At last we entered a drive beside one of these dwellings, passing through a copse of bare- limbed trees, and came to a gentle halt beside a small gray-shingled cottage, obviously a servants' quarters or guesthouse of sorts, at some remove from the main residence.
The rooms were cozy and warm. I wanted to sink down into the clean bed, but I was too soiled for that, and insisted that I be allowed to bathe this distasteful body. Gretchen strongly protested. I was sick, she said. I couldn't be bathed now. But I refused to listen. I found the bathroom and wouldn't leave it.

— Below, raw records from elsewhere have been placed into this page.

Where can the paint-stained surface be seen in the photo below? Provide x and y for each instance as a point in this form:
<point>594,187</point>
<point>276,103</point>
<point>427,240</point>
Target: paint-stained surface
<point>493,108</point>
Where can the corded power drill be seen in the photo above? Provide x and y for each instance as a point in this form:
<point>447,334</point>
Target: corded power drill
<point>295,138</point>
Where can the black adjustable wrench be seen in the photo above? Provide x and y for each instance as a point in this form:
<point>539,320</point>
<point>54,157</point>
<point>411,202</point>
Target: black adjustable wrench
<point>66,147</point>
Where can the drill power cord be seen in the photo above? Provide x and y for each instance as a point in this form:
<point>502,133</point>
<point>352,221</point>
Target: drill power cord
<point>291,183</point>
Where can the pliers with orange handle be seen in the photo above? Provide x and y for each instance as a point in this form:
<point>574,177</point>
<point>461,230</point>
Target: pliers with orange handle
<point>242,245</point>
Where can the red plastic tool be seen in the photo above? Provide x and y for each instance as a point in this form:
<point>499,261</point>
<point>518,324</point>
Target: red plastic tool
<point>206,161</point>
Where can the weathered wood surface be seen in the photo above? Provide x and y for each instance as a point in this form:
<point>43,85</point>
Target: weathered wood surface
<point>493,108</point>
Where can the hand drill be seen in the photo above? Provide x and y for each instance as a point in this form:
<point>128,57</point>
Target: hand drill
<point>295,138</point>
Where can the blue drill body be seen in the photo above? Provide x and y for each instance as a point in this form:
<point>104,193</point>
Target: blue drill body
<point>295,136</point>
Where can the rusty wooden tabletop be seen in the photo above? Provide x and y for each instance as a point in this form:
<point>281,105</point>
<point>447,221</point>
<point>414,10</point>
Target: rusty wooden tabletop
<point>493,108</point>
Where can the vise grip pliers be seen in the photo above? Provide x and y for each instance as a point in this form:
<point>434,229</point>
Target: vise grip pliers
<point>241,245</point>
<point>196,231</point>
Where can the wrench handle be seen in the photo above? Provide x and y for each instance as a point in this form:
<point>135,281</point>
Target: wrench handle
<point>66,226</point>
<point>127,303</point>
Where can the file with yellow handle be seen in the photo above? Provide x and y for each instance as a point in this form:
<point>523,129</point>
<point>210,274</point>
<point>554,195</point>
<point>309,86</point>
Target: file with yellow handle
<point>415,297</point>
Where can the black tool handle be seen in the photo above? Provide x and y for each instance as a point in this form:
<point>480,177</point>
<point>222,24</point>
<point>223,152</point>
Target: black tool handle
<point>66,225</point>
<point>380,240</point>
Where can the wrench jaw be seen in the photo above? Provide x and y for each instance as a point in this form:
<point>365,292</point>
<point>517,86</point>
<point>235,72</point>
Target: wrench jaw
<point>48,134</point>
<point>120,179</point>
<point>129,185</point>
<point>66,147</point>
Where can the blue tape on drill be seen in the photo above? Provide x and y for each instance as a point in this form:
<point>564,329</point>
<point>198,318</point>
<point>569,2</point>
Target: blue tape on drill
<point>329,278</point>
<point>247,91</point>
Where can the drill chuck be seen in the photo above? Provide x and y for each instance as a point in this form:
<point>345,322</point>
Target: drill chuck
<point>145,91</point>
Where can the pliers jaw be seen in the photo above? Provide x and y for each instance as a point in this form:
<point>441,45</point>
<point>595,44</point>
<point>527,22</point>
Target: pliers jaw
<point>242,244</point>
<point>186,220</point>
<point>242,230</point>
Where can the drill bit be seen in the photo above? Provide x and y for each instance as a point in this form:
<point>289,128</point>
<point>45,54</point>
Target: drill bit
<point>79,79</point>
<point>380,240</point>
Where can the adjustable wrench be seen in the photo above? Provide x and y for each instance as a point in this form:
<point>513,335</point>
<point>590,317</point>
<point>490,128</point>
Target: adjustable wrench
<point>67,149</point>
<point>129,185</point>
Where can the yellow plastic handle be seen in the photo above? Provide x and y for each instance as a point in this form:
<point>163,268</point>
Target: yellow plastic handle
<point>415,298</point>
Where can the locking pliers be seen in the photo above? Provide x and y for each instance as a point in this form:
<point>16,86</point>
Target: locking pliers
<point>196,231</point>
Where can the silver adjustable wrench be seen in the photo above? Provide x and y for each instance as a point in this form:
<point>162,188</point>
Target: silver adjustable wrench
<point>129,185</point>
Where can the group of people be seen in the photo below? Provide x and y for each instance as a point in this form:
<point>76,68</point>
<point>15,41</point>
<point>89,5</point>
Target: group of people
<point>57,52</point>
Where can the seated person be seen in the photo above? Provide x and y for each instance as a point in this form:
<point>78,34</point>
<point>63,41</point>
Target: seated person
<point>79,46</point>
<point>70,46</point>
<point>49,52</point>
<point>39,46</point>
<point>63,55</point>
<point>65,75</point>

Then I fell asleep again, leaning against the tile as Gretchen filled the tub. The steam felt sweet to me. I could see Mojo lying by the bed, the wolflike sphinx, watching me through the open door. Did she think he looked like the devil?
I felt groggy and impossibly weak and yet I was talking to Gretchen, trying to explain to her how I had come to be in this predicament, and how I had to reach Louis in New Orleans so that he could give me the powerful blood.
In a low voice, I told her many things in English, only using French when for some reason I couldn't find the word I wanted, rambling on about the France of my time, and the crude little colony of New Orleans where I had existed after, and how wondrous this age was, and how I'd become a rock star for a brief time, because I thought that as a symbol of evil I'd do some good.
Was this human to want her understanding, this desperate fear that I would die in her arms, and no one would ever know who I'd been or what had taken place?
Ah, but the
others, they knew, and they had not come to help me.
I told her all about this too. I described the ancients, and their disapproval. What was there that I did not tell her? But she must understand, exquisite nun that she was, how much I'd wanted as the rock singer to do good.
"That's the only way the literal Devil can do good," I said. "To play himself in a tableau to expose evil. Unless one believes that he is doing good when he is doing evil, but that would make a monster out of God, wouldn't it?-the Devil is simply part of the divine plan."
She seemed to hear these words with critical attention. But it didn't surprise me when she answered that the Devil had not been part of God's plan. Her voice was low and full of humility. She was taking my soiled clothes off me as she spoke, and I don't think she wanted to speak at all, but she was trying to calm me. The Devil had been the most powerful of the angels, she said, and he had rejected God out of pride. Evil could not be part of God's plan.
When I asked her if she knew all the arguments against this, and how illogical it was, how illogical all of Christianity was, she said calmly that it didn't matter. What mattered was doing good. That was all. It was simple.
"Ah, yes, then you understand."
"Perfectly," she said to me.
But I knew that she did not.
"You are good to me," I said. I kissed her gently on the cheek, as she helped me into the warm water.
I lay back in the tub, watching her bathe me and noting that it felt good to me, the warm water against my chest, the soft strokes of the sponge on my skin, perhaps better than anything I had endured so far. But how long the human body felt! How strangely long my arms. An image came back to me from an old film-of Frankenstein's monster lumbering about, swinging his hands as if they didn't belong at the ends of his arms. I felt as if I were that monster. In fact, to say that I felt entirely monstrous as a human is to hit the perfect truth.
Seems I said something about it. She cautioned me to be quiet. She said that my body was strong and fine, and not unnatural. She looked deeply worried. I felt a little ashamed, letting her wash my hair, and my face. She explained it was the sort of thing which a nurse did all the time.